While big-box stores have gotten lucky enough to break even and sometimes even profit off the pandemic, some smaller local businesses are struggling to keep up.
Since many people are only leaving their homes for the necessities after the recently announced restrictions, some local shops are experiencing a decrease in traffic. Fortunately, a few local businesses are easily adapting to the constant changes.
Andrew Cowan, the owner of Northern Chicken, has been using take-out orders to keep his business going.
“It wasn’t too hard to pivot to a full take-out model. Our food travels well and is already good take-out,” he said.
Despite this, Cowan says that they miss the environment that makes them unique. A full take-out model misses out on the interactions had with guests enjoying locally brewed beers and music in Northern Chicken’s space.
Even without a dine-in option, the establishment had to shut down at the end of November due to staff members testing positive for COVID. All their staff had to isolate, but this experience prepared them for another lockdown.
“It’s like ripping off a band-aid. I would be okay shutting our doors and coming out on the other side ready to rock,” Cowan said.

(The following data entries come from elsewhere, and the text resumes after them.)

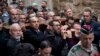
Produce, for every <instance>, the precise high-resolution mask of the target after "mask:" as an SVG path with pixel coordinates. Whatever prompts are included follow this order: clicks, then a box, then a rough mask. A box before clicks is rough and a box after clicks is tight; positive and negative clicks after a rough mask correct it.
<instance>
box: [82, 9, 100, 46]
mask: <svg viewBox="0 0 100 56" xmlns="http://www.w3.org/2000/svg"><path fill="white" fill-rule="evenodd" d="M91 15H92V12H91V10H89V9H85V10H84V12H83V16H84V17H83V21H82V22H81V26H82V27H84V28H86V29H88V30H89V29H91V28H92V29H93V31H94V36H95V38H94V41H93V43H95V44H96V45H98V46H99V40H100V38H99V37H100V34H99V33H100V23H99V22H96V21H94V20H93V18H92V17H91Z"/></svg>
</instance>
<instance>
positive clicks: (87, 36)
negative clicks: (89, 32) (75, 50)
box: [81, 33, 94, 48]
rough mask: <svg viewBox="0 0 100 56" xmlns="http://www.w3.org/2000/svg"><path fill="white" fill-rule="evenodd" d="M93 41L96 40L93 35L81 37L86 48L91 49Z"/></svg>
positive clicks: (81, 39) (91, 34)
mask: <svg viewBox="0 0 100 56" xmlns="http://www.w3.org/2000/svg"><path fill="white" fill-rule="evenodd" d="M93 40H94V35H93V33H91V34H89V35H85V36H81V43H82V46H83V47H84V48H90V46H91V44H92V41H93Z"/></svg>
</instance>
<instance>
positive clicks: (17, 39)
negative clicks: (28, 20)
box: [6, 23, 23, 56]
mask: <svg viewBox="0 0 100 56" xmlns="http://www.w3.org/2000/svg"><path fill="white" fill-rule="evenodd" d="M9 34H10V36H9V40H8V41H7V45H6V48H7V49H6V55H7V56H12V55H13V53H14V51H15V50H14V49H15V47H16V46H17V45H18V44H19V43H21V37H22V36H23V33H22V30H21V27H20V25H19V24H17V23H14V24H12V25H11V26H10V29H9Z"/></svg>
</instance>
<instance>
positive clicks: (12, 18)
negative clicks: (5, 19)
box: [11, 10, 18, 19]
mask: <svg viewBox="0 0 100 56" xmlns="http://www.w3.org/2000/svg"><path fill="white" fill-rule="evenodd" d="M11 18H12V19H18V11H17V10H13V11H11Z"/></svg>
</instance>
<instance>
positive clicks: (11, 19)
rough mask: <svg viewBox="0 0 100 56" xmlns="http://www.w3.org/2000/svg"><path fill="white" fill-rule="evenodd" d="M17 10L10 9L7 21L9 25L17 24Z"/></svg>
mask: <svg viewBox="0 0 100 56" xmlns="http://www.w3.org/2000/svg"><path fill="white" fill-rule="evenodd" d="M18 16H19V15H18V10H17V9H11V10H10V19H9V24H10V25H11V24H13V23H18V21H19V18H18Z"/></svg>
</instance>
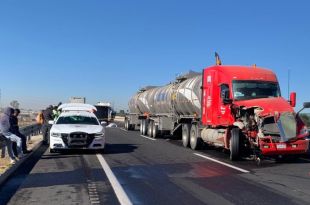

He is thankful that Northern Chicken had lots of support from the community and other local vendors while they were closed for isolation.
“We’re lucky to have the guests we have. Matt and I have always made community a big part of what we do,” he said.
Cowan isn’t the only vendor finding resilience during hard times.
Tanjeryne Hoffman, a local artist and one of the owners of City & Soul Wellness Collective, started planning a business in February, as COVID-19 began.
“Basically, we went into it knowing that we had to be adaptable. We have meetings once a week and we sit down and say, what if? And we throw our fears out on the table and then we give ourselves tangible solutions,” she said.
City & Soul was able to have their grand opening outside at the end of September. Now, they hold online classes and Hoffman sells her locally sourced products online. Because of their adaptability, she is confident they can make it through another lockdown.
“I go through a range of emotions every day. Some days, I feel like we should just shut everything down for a month and really enforce that so that we can just get on with our lives, and the government should help small businesses,” said Hoffman.
She also says that sustainability became even more prevalent as the pandemic hit.
“It’s forced us to be very innovative and think creatively. I think businesses need that,” she said.
Hoffman says that the easiest way to support local businesses right now, besides buying their products, is sharing them with others online who might be interested in spending money.
“We just have to use adversity as an opportunity for growth and radical transformation,” Hoffman said.